La réduction au silence de ces chaînes de radio et de télévision est fortement critiquée à Kinshasa par la population qui dit ne plus rien comprendre à la démocratie que les politiciens promettent dans chacun de leurs meetings.

L'organisation non gouvernementale de défense de la liberté d'expression 'Journaliste en danger' (JED) s'en est plaint, dans une lettre ouverte au représentant spécial du secrétaire général des Nations Unies en RDC, William Swing.

Donat Mbaya, le président de JED, dénonce de nombreuses violations de la liberté d'expression en RDC. "Nous sommes pratiquement revenus au stade des médias sous la dictature", écrit-il notamment. Mais, la lettre de JED survient au moment où la Haute autorité des médias suspend, pour 30 jours, la publication du journal 'Le Soft International' de l'éditeur Kin-Kiey Mulumba, pour un article jugé diffamatoire sur Bemba.

Fulgence Kabala, de l'Association des laïcs catholiques, basée à Kinshasa, ‘’trouve tout à fait normal que des mesures conservatoires soient prises contre certains médias du fait de leur dangerosité dans une société’’ qui, indique-t-il, ‘’prend tout ce qui passe à la radio et à la télévision pour parole d'évangile’’.
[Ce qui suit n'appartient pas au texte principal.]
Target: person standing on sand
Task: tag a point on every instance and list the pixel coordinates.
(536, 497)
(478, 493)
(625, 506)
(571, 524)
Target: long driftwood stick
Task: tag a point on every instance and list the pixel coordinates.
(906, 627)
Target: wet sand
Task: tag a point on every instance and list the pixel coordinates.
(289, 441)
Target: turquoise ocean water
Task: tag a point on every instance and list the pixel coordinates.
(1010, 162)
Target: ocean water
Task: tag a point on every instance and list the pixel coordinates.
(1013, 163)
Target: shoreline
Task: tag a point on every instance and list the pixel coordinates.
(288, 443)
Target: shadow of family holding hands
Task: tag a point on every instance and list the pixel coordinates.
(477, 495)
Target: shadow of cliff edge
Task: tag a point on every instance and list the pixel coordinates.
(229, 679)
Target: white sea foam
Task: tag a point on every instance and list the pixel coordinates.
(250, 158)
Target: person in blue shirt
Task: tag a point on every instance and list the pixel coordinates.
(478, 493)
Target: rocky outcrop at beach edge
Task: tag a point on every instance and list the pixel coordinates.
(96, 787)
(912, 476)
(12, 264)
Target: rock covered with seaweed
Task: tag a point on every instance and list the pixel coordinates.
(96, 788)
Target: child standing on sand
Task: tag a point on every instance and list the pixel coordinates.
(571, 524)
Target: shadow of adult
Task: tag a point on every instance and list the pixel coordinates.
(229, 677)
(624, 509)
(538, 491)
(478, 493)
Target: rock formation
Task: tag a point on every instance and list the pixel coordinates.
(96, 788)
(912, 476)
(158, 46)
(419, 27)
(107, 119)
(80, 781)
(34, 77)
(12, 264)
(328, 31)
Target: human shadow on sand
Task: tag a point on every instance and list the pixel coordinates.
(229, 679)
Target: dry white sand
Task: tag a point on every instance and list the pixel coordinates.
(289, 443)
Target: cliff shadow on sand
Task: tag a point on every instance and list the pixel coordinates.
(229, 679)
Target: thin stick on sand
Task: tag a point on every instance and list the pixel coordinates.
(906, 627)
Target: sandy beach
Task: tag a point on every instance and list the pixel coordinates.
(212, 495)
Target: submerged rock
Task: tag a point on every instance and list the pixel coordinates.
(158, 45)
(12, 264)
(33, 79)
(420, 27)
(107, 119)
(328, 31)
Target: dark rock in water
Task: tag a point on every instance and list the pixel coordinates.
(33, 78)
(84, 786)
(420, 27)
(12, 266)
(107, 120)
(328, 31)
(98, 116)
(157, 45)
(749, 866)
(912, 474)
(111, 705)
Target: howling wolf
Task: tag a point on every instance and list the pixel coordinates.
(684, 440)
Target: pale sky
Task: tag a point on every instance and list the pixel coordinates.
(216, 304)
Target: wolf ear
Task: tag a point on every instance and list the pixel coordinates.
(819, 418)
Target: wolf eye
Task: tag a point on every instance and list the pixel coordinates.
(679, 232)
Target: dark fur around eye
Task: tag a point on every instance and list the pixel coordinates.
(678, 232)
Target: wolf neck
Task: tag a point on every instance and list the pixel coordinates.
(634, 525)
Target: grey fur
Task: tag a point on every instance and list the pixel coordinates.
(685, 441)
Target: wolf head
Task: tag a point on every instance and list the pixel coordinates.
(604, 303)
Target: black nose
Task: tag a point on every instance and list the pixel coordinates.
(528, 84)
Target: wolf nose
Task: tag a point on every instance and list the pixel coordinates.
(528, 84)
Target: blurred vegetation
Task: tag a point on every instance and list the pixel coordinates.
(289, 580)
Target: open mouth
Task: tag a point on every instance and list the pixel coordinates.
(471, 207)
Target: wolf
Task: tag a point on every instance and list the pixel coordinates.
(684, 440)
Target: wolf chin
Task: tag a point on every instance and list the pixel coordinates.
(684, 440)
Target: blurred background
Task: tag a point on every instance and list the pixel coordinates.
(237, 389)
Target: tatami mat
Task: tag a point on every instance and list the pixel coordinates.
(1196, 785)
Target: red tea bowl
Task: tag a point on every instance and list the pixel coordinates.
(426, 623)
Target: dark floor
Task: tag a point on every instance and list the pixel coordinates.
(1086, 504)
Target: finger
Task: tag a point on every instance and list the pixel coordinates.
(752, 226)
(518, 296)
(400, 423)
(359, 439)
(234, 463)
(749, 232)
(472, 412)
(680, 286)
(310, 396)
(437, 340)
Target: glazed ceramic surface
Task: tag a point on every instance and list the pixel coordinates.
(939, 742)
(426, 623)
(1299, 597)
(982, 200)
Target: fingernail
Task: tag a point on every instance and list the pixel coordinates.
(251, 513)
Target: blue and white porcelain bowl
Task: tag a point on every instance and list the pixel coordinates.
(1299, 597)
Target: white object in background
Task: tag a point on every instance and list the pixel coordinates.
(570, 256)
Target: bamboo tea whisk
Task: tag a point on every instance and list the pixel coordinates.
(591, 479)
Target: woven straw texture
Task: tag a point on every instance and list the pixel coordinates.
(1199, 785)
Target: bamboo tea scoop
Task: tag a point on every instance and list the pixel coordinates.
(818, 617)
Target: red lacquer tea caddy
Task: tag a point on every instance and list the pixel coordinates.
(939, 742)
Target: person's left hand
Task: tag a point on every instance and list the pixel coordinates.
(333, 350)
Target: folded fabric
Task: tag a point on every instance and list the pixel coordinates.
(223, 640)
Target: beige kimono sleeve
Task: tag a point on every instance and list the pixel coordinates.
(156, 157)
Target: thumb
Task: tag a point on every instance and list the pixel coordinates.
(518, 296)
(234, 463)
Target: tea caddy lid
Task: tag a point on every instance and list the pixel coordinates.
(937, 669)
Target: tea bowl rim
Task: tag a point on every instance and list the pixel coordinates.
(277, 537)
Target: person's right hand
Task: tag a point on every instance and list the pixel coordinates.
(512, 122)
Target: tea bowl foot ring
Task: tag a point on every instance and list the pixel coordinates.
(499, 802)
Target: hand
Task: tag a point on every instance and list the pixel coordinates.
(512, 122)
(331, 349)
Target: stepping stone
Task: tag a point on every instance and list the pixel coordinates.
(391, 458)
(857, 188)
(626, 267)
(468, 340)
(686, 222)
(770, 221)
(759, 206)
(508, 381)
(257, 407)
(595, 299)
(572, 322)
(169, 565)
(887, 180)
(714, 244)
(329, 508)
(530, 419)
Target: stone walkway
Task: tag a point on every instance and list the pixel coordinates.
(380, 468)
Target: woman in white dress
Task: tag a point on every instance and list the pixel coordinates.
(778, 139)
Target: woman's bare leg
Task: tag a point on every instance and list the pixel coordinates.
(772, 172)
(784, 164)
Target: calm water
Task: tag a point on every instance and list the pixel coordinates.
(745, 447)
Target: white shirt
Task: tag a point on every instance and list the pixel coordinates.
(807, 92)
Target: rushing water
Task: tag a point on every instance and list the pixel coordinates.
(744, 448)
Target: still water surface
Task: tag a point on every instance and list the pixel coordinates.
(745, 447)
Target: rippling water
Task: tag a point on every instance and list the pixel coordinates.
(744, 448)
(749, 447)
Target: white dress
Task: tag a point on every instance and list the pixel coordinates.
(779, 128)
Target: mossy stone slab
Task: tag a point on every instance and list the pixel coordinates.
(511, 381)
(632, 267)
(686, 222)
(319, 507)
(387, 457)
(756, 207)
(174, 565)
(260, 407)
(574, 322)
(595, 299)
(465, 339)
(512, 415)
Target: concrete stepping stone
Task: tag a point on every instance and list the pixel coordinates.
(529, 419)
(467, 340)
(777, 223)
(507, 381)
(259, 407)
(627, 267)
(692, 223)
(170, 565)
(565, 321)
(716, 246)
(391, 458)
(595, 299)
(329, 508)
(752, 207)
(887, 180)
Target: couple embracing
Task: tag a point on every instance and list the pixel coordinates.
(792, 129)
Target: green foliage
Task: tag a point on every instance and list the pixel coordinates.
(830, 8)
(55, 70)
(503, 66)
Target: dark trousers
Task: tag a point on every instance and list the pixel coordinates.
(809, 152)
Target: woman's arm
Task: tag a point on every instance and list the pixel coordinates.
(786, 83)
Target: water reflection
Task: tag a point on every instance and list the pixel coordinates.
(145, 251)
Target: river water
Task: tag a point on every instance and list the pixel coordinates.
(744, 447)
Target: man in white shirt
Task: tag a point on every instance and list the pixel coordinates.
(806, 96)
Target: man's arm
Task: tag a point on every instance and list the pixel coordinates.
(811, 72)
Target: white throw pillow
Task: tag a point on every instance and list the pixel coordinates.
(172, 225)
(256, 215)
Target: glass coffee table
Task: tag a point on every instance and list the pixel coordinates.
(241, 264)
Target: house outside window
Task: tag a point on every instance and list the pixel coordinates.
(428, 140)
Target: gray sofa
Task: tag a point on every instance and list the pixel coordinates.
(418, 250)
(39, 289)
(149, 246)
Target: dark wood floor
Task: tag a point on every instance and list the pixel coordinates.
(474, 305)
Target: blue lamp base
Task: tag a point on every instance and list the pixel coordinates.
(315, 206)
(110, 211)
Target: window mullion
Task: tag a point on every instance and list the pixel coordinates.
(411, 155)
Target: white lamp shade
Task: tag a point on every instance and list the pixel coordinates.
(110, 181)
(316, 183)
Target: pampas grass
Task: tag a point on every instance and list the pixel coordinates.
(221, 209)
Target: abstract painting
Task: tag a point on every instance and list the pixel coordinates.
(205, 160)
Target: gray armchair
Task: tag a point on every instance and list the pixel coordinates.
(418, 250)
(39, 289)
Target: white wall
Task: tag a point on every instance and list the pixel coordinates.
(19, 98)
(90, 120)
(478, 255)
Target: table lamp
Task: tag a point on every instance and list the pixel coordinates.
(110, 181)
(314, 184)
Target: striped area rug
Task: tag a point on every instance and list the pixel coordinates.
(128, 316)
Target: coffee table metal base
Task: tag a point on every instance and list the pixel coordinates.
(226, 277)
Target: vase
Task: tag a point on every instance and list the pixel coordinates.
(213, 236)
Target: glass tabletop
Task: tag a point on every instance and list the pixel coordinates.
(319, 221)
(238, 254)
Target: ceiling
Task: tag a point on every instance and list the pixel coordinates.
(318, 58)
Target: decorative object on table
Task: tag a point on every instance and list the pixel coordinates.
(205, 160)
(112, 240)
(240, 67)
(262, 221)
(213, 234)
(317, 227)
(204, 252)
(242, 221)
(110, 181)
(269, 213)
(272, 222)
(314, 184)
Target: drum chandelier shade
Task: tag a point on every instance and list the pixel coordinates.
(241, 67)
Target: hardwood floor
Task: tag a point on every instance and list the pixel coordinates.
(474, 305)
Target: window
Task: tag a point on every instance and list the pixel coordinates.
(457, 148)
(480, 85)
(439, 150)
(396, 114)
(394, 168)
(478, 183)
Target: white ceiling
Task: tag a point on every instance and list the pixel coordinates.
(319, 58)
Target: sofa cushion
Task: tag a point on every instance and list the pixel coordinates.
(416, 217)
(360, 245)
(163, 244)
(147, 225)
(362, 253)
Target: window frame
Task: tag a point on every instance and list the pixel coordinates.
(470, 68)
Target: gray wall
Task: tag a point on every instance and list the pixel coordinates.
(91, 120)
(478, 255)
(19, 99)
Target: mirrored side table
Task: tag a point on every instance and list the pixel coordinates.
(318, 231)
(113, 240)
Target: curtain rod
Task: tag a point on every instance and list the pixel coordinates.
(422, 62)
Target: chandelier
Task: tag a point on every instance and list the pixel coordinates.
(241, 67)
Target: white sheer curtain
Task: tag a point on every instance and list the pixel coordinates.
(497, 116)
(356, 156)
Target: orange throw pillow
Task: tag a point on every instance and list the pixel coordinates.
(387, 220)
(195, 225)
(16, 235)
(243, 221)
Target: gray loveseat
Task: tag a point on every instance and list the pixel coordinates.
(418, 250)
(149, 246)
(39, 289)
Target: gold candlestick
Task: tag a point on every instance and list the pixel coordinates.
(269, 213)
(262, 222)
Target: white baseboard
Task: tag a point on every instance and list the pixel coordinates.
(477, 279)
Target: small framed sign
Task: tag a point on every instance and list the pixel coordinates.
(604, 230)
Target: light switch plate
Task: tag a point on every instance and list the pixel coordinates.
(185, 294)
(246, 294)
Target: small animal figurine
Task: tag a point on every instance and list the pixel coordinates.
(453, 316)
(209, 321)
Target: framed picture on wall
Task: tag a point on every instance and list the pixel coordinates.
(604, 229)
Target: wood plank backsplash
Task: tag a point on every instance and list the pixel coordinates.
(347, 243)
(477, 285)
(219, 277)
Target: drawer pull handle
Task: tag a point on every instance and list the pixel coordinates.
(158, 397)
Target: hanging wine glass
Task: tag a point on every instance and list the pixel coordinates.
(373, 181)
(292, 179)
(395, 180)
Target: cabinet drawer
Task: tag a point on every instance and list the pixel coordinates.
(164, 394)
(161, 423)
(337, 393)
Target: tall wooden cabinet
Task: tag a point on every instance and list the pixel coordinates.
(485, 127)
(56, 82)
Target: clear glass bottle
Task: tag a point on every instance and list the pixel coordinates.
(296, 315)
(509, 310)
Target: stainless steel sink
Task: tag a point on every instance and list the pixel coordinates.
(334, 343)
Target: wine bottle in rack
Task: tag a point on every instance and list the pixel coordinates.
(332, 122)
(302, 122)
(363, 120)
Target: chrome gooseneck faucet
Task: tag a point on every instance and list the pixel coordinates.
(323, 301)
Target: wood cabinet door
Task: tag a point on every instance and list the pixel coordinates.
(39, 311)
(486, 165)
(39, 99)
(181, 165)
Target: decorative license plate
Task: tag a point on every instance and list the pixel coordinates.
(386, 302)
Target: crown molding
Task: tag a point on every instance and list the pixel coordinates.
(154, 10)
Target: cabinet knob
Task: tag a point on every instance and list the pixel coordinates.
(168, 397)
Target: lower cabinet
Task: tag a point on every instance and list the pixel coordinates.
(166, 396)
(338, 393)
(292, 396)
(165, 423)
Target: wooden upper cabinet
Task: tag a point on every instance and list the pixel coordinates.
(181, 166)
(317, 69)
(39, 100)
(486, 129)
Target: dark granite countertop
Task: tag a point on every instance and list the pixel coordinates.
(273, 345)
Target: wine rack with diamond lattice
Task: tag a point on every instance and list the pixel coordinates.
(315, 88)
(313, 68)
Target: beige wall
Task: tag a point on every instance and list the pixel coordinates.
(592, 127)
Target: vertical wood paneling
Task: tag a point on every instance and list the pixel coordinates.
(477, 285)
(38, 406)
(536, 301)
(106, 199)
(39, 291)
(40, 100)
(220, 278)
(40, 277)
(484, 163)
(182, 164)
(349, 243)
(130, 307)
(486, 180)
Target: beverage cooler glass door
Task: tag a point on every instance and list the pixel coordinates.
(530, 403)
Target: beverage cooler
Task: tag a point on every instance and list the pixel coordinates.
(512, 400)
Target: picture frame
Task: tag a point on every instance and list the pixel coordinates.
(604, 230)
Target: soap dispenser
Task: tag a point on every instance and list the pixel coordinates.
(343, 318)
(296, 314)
En revanche, Esther Masika, un analyste politique résidant à Kinshasa, estime que le retrait du signal de certains médias audiovisuels, par les services spécialisés, ne peut s'expliquer. "Nous nous acheminons vers l'Etat de droit et vers une société multipartite. La diversité des opinions dans les médias fait partie de la démocratie".

En attendant, les journées s'égrènent vers le 29 octobre, la date prévue pour le second tour de l'élection présidentielle. Quant aux résultats du premier tour, ils demeurent provisoires.

La Cour suprême de justice, qui devait se prononcer le 5 septembre sur la validité du scrutin, a repoussé la date sine die. Selon son porte-parole, Tshibanda Ntuka, la cour doit d'abord se prononcer sur des plaintes de dernière minute au sujet de la constitutionnalité de la fixation, par la Commission électorale indépendante (CEI), du 29 octobre pour le second tour.

En effet, selon la nouvelle constitution, le deuxième tour du scrutin est organisé 15 jours après la publication des résultats du premier. Mais, la CEI estime que ce délai est inapplicable à cause des problèmes financiers et matériels liés à l'organisation de ce second tour.